We, in class, every now and then read from them, from the harvest, brought by the
children, we discussed them and some, with the help of the children, we wrote them more
correctly, because some children had not recorded them so faithfully, either because they
could not or because They wanted to make the refined. Although the teacher constantly
stressed to us: "Faithfully, faithfully, as faithfully as you can. It's not your job to fix them."
Well, my position was a little difficult. We were strangers to the place. My father was a civil
servant. I loved these things very much, but what can I write about where? The children
could record them easily, not only because they had relatives to tell them, but also because
they half knew them, so they immediately understood them. But how can I get to the point
so quickly? And so, I confess, I did a little, I suppose, cunning, just to present something to
the professor. I found another, old, readership and copied some folk songs. "The professor
can't know that," I said inside. "Now, this, an entire professor, children's books will
remember?" So I copied them in nice cursive letters. It was some really nice folk songs,
better than the ones the kids were bringing.
But I got pretty worried when one day I saw my notebook, among other things, on the
bench. The professor, as if it was my turn, looked at me a little smiley and said, "Nice songs
of Nicholas Politis, * that you brought us. Now, look, you'll pick up something from the
village. It'll do you good." The other kids were smiling, maybe they didn't understand. Well, I
was embarrassed. But where did the teacher know right away?

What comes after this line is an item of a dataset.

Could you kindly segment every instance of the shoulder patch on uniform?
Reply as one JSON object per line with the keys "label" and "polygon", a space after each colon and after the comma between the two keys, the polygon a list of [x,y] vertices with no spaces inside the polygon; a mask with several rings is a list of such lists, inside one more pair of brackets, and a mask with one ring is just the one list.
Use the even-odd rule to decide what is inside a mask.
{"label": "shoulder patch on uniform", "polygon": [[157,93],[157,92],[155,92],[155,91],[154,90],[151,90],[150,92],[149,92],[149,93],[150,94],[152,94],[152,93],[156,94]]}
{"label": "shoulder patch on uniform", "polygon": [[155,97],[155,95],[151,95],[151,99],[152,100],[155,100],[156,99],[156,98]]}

But in a moment I was comforted when it was the turn of another child, also a stranger,
from the state. The professor here could no longer contain his seriousness. "But, my child,
what are you brought? She tells him. You didn't understand anything at all. Too bad, in all
the things we've said so far!". And what had happened? Despite all the lessons, dances and
songs, our classmate, who was also my friend - our fathers colleagues - had brought as a folk
song a song by the composer Attik, and specifically the one that says: "The time he was
passing by the organ". And while we were all holding our belly with laughter, some had even
gotten to sing "the organ", the teacher said and said again: "But, my child, where and
where? At least you could bring Maria the Pentagiotissa or "Taco taku my loom", say you're
confused. But that"The time the organ was passing by"? From where? Mystery mega!".
"It's not a mystery, master. The state had this child. Not only does he not know popular
culture, but he can't even learn it. And he did it again, unfortunately, when he took it back."